To restate a previous point, Animal Collective had a “niche” sound and, therefore, a niche audience. And that niche audience had become accustomed to something cryptic, something eclectic — something experiential.
You can’t establish a fanbase that clings to those unique musical aspects and then expect success from something mechanical.
As soon as “Dolphin,” the first song on “Buoys,” comes on, the listener is greeted by a lightly reverberating acoustic guitar riff, the sound of water droplets and Panda Bear singing in an unfamiliar, dopey manner.
Already, it feels as though the legendary artist is employing uninspired techniques to try to make this album more of a listening experience.
Panda Bear’s seminal 2007 release, “Person Pitch,” achieved this feat naturally. The album used slow crescendos and chambery, soothing vocals that submerged the listener into the album’s nautical themes.
On “Buoys,” Panda Bear tries to do the same but with forced tactics that are easily parsed.

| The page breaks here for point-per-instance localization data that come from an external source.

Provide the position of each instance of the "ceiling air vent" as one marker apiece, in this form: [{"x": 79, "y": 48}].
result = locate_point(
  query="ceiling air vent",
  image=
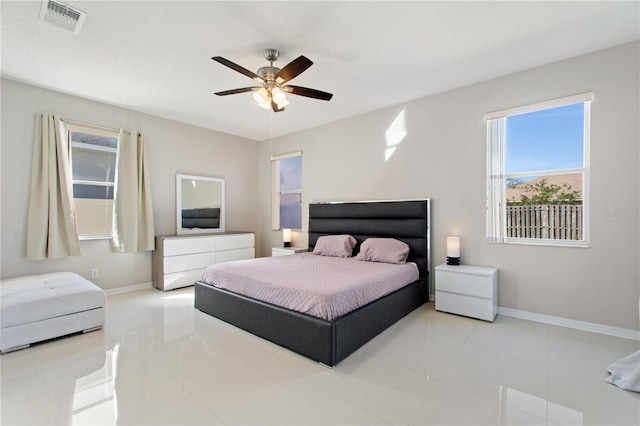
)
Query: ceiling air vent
[{"x": 62, "y": 15}]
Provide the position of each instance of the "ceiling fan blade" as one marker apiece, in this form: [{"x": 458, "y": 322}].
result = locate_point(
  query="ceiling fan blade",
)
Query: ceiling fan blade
[
  {"x": 238, "y": 68},
  {"x": 274, "y": 107},
  {"x": 234, "y": 91},
  {"x": 309, "y": 93},
  {"x": 293, "y": 69}
]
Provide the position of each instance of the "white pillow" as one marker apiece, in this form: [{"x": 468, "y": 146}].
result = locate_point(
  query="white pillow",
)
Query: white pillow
[{"x": 335, "y": 245}]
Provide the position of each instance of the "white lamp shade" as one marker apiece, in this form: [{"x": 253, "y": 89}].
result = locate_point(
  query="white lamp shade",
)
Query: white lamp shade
[{"x": 453, "y": 246}]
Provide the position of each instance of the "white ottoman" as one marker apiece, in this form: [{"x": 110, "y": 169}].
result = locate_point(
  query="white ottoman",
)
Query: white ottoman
[{"x": 34, "y": 308}]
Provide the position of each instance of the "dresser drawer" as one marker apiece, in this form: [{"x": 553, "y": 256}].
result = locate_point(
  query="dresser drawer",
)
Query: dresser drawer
[
  {"x": 179, "y": 261},
  {"x": 180, "y": 246},
  {"x": 231, "y": 242},
  {"x": 231, "y": 255},
  {"x": 188, "y": 262}
]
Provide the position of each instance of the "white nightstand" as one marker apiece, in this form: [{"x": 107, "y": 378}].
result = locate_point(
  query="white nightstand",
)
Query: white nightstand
[
  {"x": 467, "y": 290},
  {"x": 282, "y": 251}
]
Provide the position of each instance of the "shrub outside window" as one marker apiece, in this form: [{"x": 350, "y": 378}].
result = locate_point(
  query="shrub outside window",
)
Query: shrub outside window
[{"x": 538, "y": 173}]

Panda Bear does succeed in creating a psychedelic sound that few notable artists have paraded in recent time. Songs “Cranked” and “I Know I Don’t Know” at least serve as catchy contrasts to an otherwise bland album.

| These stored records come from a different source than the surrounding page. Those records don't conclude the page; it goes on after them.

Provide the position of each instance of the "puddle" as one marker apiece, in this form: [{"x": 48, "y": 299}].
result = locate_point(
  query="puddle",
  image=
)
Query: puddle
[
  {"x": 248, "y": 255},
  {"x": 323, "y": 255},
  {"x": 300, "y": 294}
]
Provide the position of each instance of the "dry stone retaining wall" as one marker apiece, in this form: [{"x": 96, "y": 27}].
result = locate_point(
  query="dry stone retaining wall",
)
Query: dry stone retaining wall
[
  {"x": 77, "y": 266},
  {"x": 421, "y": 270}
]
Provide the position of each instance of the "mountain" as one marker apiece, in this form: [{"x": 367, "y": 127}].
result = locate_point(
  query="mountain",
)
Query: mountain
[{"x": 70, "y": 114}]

What makes “Buoys” so monotonous is the fact that Panda Bear landed on a handful of musical techniques — notably echoey vocals and guitar riffs, coupled with nautical sound effects — and decided to try to maximize them by using them on virtually every track on the album. All this serves to do is make the album more forgettable than it already is.

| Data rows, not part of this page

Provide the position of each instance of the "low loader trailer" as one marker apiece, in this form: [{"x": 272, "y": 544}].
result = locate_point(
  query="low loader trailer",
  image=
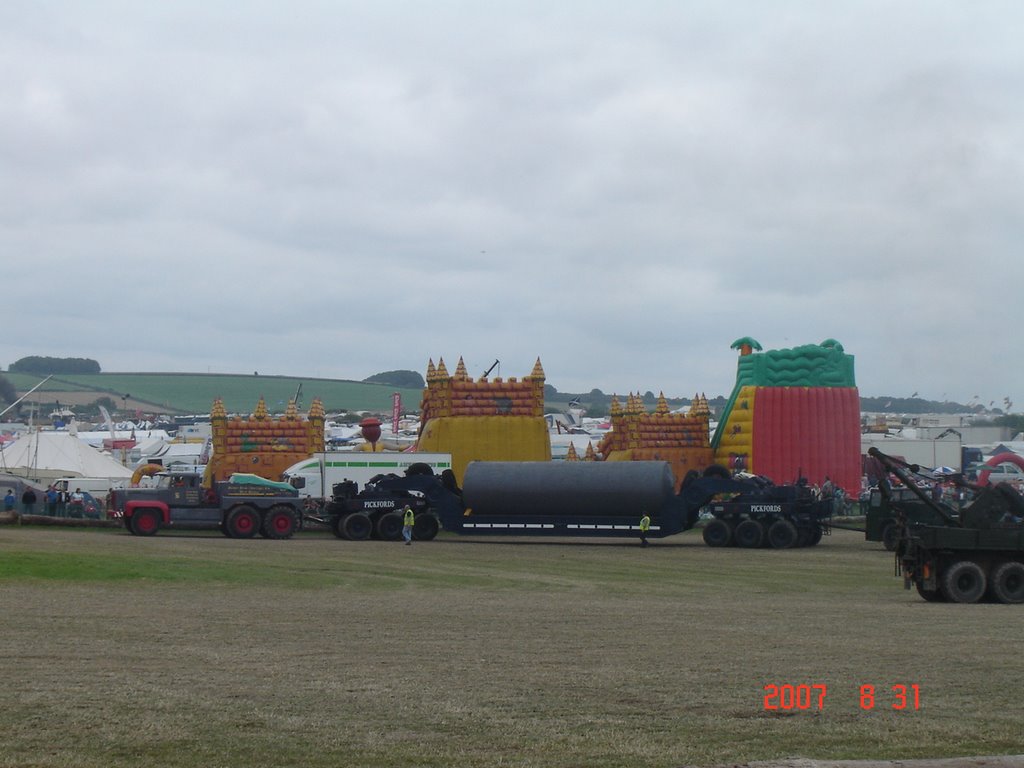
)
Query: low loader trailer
[{"x": 582, "y": 499}]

What also doesn’t help the album is the fact that even by neo-psychedelic standards, Panda Bear’s lyrics range from vapid to completely nonsensical. Take this line from a verse on his song “Token”: “A blast from an automatic / Smooth, no jamming / A slap on a jelly a–.”
It’s difficult to determine whether Panda Bear is hot and heavy for a sexual encounter or if he desperately wants to fire an AK-47 with a well-oiled chamber. At least on Animal Collective’s older sexually explicit efforts such as “Did You See The Words,” their strange lyrical style was elevated by creative instrumental backing.
There are at least some tender moments on “Buoys” that don’t come off too mawkish. “Inner Monologue” may feature similar lyrical patterns and dopey vocals like other moments on the album, but there’s something encapsulating about it. It could be the backing sounds of a girl moaning or the no-frills guitar-picking lead.
Either way, the song is rather inoffensive in comparison to the rest of “Buoys.”
Perhaps fans shouldn’t be surprised with Panda Bear’s sonic locomotive moving in a more accessible direction, though.
Throughout this decade, he and Animal Collective alike have done just that, most notably on the band’s 2016 album “Painting With.” Sure, tracks like “Golden Gal” and “FloriDada” are indubitably uplifting with their doo-wop-inspired pace and vocal harmonizations. But plain time signatures and boring synths made it clear that the band’s innovative side was in retrograde.
Unfortunately for Panda Bear’s more committed fans, the forward-thinking musical vision of his heyday has concluded. This isn’t to say that his music is outright awful — there are a peppering of catchy and clever moments throughout “Buoys.”
But what is striking is that an artist whose past was absolutely transcendent has now regressed into something mid-table.